Turbulências políticas, como aquela em que o Brasil se meteu desde 2015, provocam incerteza: o risco soberano aumenta e, quanto maior o risco, maior será o prêmio necessário a atrair investimentos. Assim, a ideia de taxa interna de retorno sozinha não capta recursos no exterior, pelo menos, não capital próprio.
O país receptor pode ter um mercado impossível de desprezar. Haverá duas opções: para um risco soberano constante, se a perspectiva de variação cambial for de alta da moeda do destino, lá vai capital próprio; caso contrário, lá vai empréstimo, porque, emprestando, a matriz se protege contra a desvalorização cambial. A China entendeu isso perfeitamente e administra o câmbio, dando a estabilidade necessária a atrair investimento externo a partir de capital próprio, deixando a decisão exclusivamente por conta da TIR.
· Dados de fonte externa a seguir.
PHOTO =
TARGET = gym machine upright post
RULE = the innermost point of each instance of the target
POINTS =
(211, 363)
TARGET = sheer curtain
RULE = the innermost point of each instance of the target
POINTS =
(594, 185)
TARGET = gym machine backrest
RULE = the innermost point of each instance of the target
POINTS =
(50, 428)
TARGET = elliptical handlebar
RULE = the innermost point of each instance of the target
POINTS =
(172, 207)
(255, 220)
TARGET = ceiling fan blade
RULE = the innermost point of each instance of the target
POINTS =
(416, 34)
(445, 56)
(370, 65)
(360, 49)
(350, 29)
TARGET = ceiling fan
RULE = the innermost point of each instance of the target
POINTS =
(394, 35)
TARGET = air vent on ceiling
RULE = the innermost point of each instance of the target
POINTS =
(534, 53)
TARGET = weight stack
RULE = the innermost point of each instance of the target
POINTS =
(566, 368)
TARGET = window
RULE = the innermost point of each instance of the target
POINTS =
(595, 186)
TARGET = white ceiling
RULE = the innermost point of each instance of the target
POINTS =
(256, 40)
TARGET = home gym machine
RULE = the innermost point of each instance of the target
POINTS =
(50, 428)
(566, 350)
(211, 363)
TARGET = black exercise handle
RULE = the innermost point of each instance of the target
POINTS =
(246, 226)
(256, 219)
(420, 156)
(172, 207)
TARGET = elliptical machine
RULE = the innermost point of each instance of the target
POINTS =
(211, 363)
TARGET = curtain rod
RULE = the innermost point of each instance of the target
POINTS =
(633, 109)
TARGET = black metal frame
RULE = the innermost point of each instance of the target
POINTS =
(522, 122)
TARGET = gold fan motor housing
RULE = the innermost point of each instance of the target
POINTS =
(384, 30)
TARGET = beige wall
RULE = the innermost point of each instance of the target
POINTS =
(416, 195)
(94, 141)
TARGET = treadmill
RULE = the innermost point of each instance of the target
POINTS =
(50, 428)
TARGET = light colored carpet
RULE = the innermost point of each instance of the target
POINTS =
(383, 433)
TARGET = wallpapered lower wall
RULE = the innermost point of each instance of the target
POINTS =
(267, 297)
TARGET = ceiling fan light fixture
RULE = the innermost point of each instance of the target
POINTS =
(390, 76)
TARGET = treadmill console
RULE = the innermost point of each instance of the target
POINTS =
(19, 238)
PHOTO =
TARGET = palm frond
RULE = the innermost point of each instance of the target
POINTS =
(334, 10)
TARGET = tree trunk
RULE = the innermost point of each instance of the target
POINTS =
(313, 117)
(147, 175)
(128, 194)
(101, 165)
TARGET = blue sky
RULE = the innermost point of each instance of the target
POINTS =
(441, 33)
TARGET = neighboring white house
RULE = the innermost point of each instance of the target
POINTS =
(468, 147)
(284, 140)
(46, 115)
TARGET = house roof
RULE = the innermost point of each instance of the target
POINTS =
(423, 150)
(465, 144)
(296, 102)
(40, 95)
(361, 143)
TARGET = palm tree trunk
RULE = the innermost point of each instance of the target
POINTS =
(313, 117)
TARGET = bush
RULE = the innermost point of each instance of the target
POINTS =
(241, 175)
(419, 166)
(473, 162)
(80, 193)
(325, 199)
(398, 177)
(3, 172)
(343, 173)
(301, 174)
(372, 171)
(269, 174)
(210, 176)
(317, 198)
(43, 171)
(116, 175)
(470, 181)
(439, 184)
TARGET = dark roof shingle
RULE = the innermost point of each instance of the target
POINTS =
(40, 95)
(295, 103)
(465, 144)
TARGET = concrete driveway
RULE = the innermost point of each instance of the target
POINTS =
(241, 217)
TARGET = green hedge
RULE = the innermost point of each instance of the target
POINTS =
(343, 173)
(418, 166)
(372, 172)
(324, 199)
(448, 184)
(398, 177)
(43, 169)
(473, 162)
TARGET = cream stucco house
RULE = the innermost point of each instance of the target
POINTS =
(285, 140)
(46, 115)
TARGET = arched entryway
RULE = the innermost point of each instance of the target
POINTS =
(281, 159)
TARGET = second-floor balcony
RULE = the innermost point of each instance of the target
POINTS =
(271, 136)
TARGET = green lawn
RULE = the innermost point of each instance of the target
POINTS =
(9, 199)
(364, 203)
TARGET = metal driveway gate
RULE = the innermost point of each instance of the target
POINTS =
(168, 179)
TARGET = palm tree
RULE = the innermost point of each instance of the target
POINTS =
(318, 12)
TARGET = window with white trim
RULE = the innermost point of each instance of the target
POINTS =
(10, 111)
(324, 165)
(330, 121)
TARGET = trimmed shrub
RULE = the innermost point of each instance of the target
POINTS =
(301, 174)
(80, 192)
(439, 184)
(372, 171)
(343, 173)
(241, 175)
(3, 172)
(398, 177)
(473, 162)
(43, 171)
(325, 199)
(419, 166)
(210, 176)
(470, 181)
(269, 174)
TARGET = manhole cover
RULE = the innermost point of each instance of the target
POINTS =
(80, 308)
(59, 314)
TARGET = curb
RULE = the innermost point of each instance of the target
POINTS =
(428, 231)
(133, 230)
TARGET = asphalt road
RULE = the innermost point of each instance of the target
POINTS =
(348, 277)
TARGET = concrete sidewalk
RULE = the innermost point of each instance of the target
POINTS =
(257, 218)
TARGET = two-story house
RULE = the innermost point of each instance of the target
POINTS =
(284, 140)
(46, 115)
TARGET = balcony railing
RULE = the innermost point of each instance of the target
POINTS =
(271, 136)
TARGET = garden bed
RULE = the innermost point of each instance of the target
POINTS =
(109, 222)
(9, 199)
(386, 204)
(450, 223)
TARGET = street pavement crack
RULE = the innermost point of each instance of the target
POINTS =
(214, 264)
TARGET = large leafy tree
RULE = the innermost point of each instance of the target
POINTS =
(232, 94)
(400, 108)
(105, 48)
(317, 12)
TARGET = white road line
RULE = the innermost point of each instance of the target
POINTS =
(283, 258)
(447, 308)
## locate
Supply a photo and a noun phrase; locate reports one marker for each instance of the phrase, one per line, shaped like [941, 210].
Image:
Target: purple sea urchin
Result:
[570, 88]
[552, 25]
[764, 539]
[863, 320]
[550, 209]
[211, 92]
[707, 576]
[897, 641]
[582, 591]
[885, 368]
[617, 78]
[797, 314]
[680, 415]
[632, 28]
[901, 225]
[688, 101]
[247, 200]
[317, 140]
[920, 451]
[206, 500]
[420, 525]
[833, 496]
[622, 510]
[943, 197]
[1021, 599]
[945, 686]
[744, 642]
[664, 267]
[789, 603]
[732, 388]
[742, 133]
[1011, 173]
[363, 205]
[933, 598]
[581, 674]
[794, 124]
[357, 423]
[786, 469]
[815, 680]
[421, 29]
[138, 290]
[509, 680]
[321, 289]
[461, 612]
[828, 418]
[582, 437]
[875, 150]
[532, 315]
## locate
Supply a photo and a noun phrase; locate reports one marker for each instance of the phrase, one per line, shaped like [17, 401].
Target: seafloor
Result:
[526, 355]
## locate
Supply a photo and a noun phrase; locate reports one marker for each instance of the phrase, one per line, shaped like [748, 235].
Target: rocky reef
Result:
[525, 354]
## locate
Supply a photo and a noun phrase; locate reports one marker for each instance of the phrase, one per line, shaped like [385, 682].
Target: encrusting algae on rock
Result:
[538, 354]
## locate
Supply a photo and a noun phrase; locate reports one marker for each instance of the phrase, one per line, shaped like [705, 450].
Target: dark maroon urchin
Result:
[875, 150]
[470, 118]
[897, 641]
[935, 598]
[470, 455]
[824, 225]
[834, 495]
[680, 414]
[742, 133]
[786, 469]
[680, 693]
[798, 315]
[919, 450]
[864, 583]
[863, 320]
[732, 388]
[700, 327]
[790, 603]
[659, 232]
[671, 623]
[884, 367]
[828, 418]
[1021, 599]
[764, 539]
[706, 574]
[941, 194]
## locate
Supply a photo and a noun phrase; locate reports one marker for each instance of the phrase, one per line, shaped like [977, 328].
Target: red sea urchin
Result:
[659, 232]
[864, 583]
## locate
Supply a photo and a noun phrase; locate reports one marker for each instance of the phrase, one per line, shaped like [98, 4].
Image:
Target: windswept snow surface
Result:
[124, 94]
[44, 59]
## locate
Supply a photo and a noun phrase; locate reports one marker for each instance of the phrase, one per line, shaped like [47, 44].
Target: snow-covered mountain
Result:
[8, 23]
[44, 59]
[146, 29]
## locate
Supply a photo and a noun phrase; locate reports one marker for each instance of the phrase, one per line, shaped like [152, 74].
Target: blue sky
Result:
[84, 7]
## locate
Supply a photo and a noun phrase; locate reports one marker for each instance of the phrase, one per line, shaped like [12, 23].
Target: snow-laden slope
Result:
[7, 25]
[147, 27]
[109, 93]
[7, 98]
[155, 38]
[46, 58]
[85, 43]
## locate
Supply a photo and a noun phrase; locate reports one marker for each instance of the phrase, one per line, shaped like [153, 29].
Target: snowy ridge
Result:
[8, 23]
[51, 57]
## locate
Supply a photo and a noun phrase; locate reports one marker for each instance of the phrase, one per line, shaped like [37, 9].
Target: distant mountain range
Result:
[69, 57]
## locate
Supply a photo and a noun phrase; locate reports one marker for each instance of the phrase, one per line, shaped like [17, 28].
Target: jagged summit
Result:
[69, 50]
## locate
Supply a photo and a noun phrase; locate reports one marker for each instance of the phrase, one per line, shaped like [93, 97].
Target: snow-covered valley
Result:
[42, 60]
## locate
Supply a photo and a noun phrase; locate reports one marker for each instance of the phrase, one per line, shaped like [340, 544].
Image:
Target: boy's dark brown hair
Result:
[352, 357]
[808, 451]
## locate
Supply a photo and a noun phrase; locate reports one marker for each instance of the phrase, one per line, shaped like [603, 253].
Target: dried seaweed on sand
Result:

Enquanto se pode rolar a dívida, o administrador pode manter vistas no máximo goodwill, pois é isso o que lhe dará visibilidade no mercado de trabalho para executivos. Quando a fonte seca, no entanto, a taxa interna de retorno, multiplicada pela expectativa de valorização cambial e pela taxa de risco soberano, torna-se prima donna e os cortes deixam de considerar aspectos imateriais do capital como conhecimento tecnológico, valor de marca e tradição, em troca de poder pagar as contas em dia.
Abandonam-se mercados como o de sedãs (como a Ford fará nos Estados Unidos), fecham-se fábricas (a exemplo das unidades da empresa em São Bernardo do Campo, SP, e na Rússia), fazem-se acordos de colaboração com concorrentes, abandonam-se marcas — como a General Motors fez com Hummer e Pontiac na crise iniciada em 2008. De fato, como diz um amigo meu que trabalha no mercado financeiro, quando falta dinheiro, as pessoas tornam-se irreconhecíveis.